The two-day conference, hosted by the Earth Insitute and the magazine, featured speakers from foreign carbon trusts, universities, and government entities. Since its inception in 1999, the conference’s attendance has climbed from 300 to 2000, a hike attributed by professor John Mutter to the leadership of Earth Institute Director Jeffrey Sachs and the support of University President Lee Bollinger.
“Wars, diseases, drugs, animals, refugees—these all spread across boundaries in our crowded world. What this essentially means is that problems can’t be solved within a country,” Sachs said, highlighting the conference’s theme of global collaboration.
Upon reviewing the day’s events, Sachs offered an example from current events: “The fact that a single indexed patient can bring into a country a disease which spirals into an epidemic just goes to show there is no survival without global cooperation, and this puts borders in perspective.”
President Bollinger described Annan as a suitable choice for the conference’s keynote. “As we try to develop expertise to cope with global issues, we need a kind of outlook that is not simply national but more global in scope,” Bollinger said.
Annan’s speech kept with the topic of the first session of the conference, “Eradicating Poverty as the Poor Population Expands.” Exposing the way in which climate change aggravates the challenges of African poverty, Annan called for recognition of climate change in nations already economically and politically strained.

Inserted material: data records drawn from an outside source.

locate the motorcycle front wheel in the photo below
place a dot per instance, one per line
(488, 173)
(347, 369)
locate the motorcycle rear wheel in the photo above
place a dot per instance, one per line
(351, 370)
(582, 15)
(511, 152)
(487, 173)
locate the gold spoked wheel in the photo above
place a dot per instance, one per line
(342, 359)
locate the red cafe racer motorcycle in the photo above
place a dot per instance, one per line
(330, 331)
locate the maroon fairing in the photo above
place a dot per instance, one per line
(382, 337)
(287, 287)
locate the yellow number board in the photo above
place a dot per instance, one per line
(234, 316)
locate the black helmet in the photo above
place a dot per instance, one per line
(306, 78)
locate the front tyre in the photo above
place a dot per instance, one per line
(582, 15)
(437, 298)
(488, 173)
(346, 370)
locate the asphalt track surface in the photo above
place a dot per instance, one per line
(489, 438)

On the subject of green revolutions, the former U.N. official emphasized the importance of developing the agricultural sector to lift countries out of poverty. He said improved farming inputs could augment standards of African agricultural productivity and promote much-needed business in place of “charity” in the region. “The $50 billion dollar annual cost of ‘greening’ the world can be seen as a huge cost, or a huge opportunity,” he said.

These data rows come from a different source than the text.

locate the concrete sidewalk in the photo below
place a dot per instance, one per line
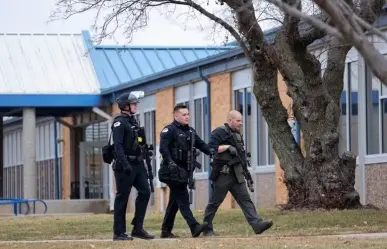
(353, 236)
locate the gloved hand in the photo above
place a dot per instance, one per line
(172, 164)
(232, 150)
(127, 168)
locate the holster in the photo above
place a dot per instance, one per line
(215, 172)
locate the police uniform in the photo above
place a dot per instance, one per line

It is “a matter of agency” that developed countries assist poorer ones in coping with the consequences of climate change, Annan said. “It is necessary for the information that technology makes available to those in possession of it to be used to support and protect—information must be put at the disposal of those in need.”
Another U.N. affiliate, Deputy Secretary-General Asha-Rose Migiro also delivered a session keynote.
Sachs reiterated Annan’s points on the detriment of international divisions in his closing speech. “We may draw lines in sand and call them ‘national boundaries’, but these are ultimately essentially figments of our imagination,” he said.
The question of the United States’ ability to solve the climate change problem emerged in a debate Thursday evening. Polls were conducted before and after the participants presented and argued their cases, and in both cases, the majority of the audience refuted the proposition, although the relative proportion in favor of it increased over the course of the debate.
The conference, which concludes today, underlines the need for faith in international unity. ”While there are reasons for great concerns with regard to climate change, there are also equally many reasons for great hope,” Annan said.